De même qu'un gaz comprimé dans une machine voit sa température
augmenter, un gaz détendu dans une machine produisant un travail
(turbine ou machine à piston ...) voit sa température baisser. En
language thermodynamique il s'agit d'une détente isentropique.
Bien
que conduisant à des abaissements de température plus important qu'une
détente isenthalpique, l'utilisation de ce principe pour la
liquéfaction des gaz est difficile car il conduit à l'obtention
de
liquide à l'intérieur même de la machine effectuant la détente.

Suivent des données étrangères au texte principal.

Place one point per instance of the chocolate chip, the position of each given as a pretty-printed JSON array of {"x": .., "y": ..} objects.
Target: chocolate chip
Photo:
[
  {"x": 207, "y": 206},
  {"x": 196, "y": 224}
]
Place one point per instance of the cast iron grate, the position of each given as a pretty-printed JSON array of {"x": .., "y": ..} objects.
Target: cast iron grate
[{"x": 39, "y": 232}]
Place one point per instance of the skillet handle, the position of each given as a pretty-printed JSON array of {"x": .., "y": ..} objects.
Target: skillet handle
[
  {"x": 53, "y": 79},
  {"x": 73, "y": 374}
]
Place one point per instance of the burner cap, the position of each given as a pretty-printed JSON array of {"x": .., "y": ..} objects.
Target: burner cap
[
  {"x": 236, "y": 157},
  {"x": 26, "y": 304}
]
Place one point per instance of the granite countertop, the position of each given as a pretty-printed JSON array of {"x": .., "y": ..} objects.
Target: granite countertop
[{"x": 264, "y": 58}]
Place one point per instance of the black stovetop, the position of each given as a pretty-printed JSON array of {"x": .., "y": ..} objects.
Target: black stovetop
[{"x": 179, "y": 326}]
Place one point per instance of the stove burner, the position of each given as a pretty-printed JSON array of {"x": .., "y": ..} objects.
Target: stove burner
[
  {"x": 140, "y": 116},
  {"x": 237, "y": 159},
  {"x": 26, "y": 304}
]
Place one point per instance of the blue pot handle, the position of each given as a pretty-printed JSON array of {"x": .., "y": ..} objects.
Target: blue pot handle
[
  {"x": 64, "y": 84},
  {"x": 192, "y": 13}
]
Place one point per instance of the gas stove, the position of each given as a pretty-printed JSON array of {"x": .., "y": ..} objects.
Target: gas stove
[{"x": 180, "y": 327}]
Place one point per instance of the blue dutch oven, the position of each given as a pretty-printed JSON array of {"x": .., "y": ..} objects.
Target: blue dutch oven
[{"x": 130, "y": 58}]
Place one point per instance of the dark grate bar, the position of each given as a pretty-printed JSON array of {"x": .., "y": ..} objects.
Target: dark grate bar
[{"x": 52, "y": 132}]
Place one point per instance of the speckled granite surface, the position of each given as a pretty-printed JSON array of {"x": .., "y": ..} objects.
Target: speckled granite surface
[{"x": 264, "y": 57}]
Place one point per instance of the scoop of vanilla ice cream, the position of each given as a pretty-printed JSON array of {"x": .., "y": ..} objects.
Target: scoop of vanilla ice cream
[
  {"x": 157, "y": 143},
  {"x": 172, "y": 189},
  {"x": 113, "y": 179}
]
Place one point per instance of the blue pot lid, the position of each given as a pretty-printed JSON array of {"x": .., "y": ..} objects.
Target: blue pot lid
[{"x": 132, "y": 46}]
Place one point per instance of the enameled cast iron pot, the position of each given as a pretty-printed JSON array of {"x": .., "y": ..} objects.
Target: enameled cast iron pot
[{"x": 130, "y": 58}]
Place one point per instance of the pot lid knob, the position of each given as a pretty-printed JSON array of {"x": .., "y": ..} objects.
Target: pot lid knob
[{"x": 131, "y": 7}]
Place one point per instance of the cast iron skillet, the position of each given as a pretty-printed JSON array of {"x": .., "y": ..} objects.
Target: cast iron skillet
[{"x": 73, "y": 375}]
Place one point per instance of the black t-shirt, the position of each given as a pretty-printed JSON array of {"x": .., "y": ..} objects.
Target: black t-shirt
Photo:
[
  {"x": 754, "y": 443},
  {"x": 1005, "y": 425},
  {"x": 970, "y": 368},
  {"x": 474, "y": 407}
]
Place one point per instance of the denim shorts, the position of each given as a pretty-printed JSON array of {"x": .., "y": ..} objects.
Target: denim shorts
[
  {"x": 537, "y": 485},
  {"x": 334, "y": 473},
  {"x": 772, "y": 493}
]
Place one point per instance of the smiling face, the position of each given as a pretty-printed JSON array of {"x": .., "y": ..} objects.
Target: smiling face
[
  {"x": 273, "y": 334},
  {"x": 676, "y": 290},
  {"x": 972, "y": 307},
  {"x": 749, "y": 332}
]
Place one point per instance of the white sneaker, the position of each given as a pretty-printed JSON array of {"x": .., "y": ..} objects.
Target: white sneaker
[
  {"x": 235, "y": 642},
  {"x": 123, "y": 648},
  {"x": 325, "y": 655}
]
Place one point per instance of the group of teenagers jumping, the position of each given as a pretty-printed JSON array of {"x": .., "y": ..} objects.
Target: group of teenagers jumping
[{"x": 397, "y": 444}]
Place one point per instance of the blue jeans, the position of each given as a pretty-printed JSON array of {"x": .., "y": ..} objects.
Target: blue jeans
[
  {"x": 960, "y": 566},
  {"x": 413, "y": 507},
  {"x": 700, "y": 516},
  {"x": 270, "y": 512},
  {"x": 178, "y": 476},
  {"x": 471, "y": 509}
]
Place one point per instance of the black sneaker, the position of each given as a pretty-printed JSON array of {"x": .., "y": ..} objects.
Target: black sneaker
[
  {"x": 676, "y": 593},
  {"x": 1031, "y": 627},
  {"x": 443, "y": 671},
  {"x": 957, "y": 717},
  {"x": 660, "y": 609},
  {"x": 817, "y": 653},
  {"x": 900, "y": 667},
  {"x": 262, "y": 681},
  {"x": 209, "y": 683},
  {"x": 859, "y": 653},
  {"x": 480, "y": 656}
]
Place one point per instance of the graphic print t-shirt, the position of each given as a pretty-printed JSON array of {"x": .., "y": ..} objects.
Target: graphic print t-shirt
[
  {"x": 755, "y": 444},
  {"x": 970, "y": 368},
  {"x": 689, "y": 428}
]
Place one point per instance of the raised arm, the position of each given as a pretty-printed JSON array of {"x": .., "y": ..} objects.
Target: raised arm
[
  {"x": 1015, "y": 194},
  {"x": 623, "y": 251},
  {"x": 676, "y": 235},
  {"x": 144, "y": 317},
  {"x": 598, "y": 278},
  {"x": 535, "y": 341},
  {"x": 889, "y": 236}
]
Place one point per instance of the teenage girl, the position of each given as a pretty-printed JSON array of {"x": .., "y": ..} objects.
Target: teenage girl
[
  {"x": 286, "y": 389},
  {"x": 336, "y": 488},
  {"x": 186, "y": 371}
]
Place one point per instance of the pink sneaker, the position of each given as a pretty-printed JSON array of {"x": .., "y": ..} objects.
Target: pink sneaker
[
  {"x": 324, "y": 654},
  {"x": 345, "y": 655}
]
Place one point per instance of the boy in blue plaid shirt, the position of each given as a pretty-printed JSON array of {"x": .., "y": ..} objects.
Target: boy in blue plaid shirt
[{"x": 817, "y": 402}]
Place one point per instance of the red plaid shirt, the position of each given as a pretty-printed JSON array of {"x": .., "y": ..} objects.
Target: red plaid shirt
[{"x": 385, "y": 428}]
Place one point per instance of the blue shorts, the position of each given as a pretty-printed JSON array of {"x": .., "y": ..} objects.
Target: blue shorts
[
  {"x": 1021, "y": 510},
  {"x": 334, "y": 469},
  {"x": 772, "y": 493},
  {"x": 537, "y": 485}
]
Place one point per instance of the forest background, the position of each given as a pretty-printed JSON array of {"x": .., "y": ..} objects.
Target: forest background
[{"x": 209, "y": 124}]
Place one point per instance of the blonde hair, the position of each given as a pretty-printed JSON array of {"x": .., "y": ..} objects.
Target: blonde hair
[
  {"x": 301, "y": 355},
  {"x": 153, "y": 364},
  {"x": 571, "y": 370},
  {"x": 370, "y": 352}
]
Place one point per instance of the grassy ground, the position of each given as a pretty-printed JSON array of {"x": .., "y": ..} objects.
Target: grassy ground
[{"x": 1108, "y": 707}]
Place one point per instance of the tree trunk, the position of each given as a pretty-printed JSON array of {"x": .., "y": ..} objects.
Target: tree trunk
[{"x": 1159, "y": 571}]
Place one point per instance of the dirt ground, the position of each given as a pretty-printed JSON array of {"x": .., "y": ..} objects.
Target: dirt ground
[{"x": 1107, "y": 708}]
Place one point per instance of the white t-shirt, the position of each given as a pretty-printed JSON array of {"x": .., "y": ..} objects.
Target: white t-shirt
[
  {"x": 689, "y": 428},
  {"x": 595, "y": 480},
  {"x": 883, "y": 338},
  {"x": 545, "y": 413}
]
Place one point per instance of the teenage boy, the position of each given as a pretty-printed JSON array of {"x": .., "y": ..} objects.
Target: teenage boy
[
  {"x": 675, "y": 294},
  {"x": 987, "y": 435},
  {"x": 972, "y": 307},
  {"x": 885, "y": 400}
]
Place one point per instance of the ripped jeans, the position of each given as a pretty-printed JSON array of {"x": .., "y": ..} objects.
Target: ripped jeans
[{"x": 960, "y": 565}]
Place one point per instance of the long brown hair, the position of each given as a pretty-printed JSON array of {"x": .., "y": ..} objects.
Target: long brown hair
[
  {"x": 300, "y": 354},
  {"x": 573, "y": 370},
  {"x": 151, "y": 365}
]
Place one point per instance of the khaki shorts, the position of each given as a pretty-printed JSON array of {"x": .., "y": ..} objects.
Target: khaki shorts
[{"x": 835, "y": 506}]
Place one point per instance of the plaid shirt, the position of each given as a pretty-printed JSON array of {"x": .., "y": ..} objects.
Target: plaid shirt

Or la
présence de liquide au delà de quelques pourcents dans le gaz pose
des problèmes mécaniques dans ce type de machine.
Néamoins cette
méthode est utilisée à large échelle pour l'épuration de gaz de leurs
impuretés condensables. Ainsi le gaz naturel est refroidi par détente
dans un turbo-expandeur (turbine accouplée à un compresseur) afin d'en
éliminer, par condensation, les composés en C3 et plus.
Claude
cherchant à perfectionner le procédé de liquéfaction de l'air imaginé
par Carl von Linde, décida en 1905 de combiner le cycle de Linde et le
cycle de Brayton
inverse.
Afin d'augmenter le refroidissement du gaz sous haute
pression dans le train d'échange à contre-courant, Claude imagina de
prélever une partie du gaz à haute pression pour lui faire subir une
détente isentropique dans une machine avant de le réinjecter dans le
circuit basse pression du train d'échange.
Pour ne pas endommager
la machine de détente, il faut que la température du gaz prélevé soit
telle que après détente aucune condensation ne se produise. Egalement,
il faut s'assurer que le gaz détendu soit à une température inférieure
à celle du gaz dans lequel il est réinjecté pour qu'il y ait un
bénéfice réel pour le procédé.
Collins travaillant au MIT (Boston, USA) proposa en 1952 une optimisation du cycle de Claude pour la liquéfaction de l'hélium.